Acute hypoxia and reoxygenation induces oxidative stress, glycometabolism, and oxygen transport change in red swamp crayfish (Procambarus clarkii): Application of transcriptome profiling in assessment of hypoxia

Abstract

Red swamp crayfish (Procambarus clarkii), an economically and ecologically important crustacean, frequently encounter hypoxic environments in burrows or aquatic habitats. However, hepatopancreas oxidative stress and molecular regulatory network under hypoxia in crayfish has not been clearly established. To determine oxidative stress changes during hypoxia/reoxygenation in crayfish, we assessed the enzymatic activities of CAT, SOD, GST, and GPx as well as the hepatopancreas mRNA levels of Cu/Zn-sod, cat, Mu-gst, and gpx1. The mRNA levels of the aforementioned genes and activity of the enzyme increased gradually and peaked at 6.5 h of hypoxic stress (1.0 ± 0.1 mg/L) and then dropped during reoxygenation (7.0 ± 0.2 mg/L), suggesting that they protect from oxidative stress. Hepatopancreas transcriptomic analysis of changes in key genes and regulatory networks in response to hypoxia identified 4643 DEGs (differentially expressed genes), of which 2012 were upregulated, whereas 2631 downregulated.
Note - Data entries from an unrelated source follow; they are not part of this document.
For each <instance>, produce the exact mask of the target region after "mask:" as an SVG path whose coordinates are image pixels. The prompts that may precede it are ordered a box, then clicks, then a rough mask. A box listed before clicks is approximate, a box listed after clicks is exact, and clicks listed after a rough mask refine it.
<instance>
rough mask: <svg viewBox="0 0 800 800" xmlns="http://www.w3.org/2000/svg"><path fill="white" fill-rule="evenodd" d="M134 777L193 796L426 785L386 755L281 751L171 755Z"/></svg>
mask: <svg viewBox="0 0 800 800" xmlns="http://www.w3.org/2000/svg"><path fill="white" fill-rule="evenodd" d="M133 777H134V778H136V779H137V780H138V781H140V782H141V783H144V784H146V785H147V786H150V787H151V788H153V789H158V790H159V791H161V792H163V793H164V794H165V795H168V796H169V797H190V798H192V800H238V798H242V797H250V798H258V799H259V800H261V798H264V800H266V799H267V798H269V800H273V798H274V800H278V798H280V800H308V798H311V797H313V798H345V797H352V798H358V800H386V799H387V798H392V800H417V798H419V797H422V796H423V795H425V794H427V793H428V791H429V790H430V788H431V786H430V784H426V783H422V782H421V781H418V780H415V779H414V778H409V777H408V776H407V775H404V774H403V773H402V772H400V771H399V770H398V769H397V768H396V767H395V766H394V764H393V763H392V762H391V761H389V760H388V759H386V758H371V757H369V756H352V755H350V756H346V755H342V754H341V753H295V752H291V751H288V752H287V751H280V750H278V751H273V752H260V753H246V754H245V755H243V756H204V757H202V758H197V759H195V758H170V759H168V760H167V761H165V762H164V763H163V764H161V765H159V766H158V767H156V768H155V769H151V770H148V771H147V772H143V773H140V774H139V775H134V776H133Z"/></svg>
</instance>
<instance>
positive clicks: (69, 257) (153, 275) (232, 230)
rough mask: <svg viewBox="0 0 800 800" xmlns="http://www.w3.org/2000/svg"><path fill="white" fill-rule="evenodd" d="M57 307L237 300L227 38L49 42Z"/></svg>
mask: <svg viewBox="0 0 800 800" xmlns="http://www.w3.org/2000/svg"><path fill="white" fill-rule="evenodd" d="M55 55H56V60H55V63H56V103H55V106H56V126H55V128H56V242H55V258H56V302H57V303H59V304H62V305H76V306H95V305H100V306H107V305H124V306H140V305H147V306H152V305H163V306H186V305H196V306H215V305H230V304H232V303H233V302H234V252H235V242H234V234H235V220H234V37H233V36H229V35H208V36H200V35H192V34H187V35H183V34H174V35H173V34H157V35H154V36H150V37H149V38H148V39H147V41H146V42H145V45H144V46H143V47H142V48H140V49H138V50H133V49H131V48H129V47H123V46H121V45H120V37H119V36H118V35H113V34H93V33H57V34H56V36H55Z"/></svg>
These genes are enriched in signaling cascades linked to glucose metabolism (e.g., glycolysis/gluconeogenesis, AMPK, and insulin signaling pathways) as well as oxygen transport (e.g., HIF-1, MAPK and PI3K-Akt signaling pathways). Genes associated with glucose metabolism (e.g., gapdh, pyk, and pck) and oxygen transport (e.g., egln, gapdh, and pdk1) were also identified. Our findings indicate that the red swamp crayfish may utilize “glycolysis/gluconeogenesis” to maintain responsive and active functions and “HIF-1″ to obtain more oxygen under hypoxia.